Na segunda-feira (23), presidente do Tribunal Superior Eleitoral (TSE), ministra Rosa Weber, afirmou que a discussão sobre um possível adiamento na realização das eleições municipais ainda é uma pauta “precoce” para ser debatida. Ao tratar sobre o tema Weber frisou que a realização das eleições está prevista na Constituição Federal.

“Quanto ao adiamento das eleições municipais, entendo cuidar-se de debate precoce, não sendo demais repisar que tem como objeto matéria prevista expressamente no texto constitucional e na legislação infraconstitucional”, disse a ministra por meio de nota.

O presidente da Câmara, Rodrigo Maia (DEM-RJ), disse nesta sexta-feira (27) que adiar as eleições municipais previstas para outubro deste ano não é uma questão simples ante a crise provocada pelo novo coronavírus. Segundo ele, haveria um “risco institucional muito grande” em adiar o pleito.

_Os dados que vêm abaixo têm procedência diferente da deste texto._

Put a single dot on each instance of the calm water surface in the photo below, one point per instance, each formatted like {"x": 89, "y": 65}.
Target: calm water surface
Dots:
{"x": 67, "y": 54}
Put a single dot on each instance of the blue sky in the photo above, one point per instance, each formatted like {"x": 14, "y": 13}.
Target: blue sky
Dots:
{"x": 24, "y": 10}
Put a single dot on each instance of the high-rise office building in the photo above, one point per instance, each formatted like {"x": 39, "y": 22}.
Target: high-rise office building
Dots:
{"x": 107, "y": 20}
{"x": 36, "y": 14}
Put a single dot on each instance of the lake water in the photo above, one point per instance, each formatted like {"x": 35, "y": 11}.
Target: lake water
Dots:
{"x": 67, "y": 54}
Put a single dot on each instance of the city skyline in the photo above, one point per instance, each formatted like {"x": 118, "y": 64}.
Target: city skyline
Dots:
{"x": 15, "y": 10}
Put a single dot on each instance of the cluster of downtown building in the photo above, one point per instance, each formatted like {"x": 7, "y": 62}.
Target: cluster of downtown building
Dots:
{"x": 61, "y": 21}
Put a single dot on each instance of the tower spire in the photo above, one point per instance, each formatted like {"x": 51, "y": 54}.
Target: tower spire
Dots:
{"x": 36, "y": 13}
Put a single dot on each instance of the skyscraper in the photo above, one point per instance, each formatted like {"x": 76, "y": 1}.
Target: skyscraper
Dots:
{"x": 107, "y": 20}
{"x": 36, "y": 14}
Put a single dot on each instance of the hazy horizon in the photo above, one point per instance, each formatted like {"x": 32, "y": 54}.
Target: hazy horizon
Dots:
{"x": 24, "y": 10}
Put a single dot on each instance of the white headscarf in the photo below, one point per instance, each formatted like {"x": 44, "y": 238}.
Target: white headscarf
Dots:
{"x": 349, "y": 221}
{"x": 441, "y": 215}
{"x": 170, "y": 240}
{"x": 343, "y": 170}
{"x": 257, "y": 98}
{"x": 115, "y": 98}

“Quem assumiria nas prefeituras seriam juízes, não os prefeitos”, afirmou. Maia destacou que a população “vota por quatro anos e não por seis anos”. “Isso precisa ser respeitado, no meu ponto de vista”, pontuou.

Eleição Suplementar

Devido a pandemia do Covid-19, a presidente do Tribunal Superior Eleitoral, ministra Rosa Weber decidiu adiar a realização da eleição suplementar para o Senado Federal em Mato Grosso. A disputa estava marcada para o dia 26 de abril, último domingo do mês, mas por medida de segurança foi suspensa.

No documento, a ministra não estabeleceu uma nova data para o pleito suplementar, entretanto ela destaca que deverá ocorrer com a maior brevidade possível, “sem descartar a possibilidade de ser ela realizada simultaneamente às eleições municipais de 2020”.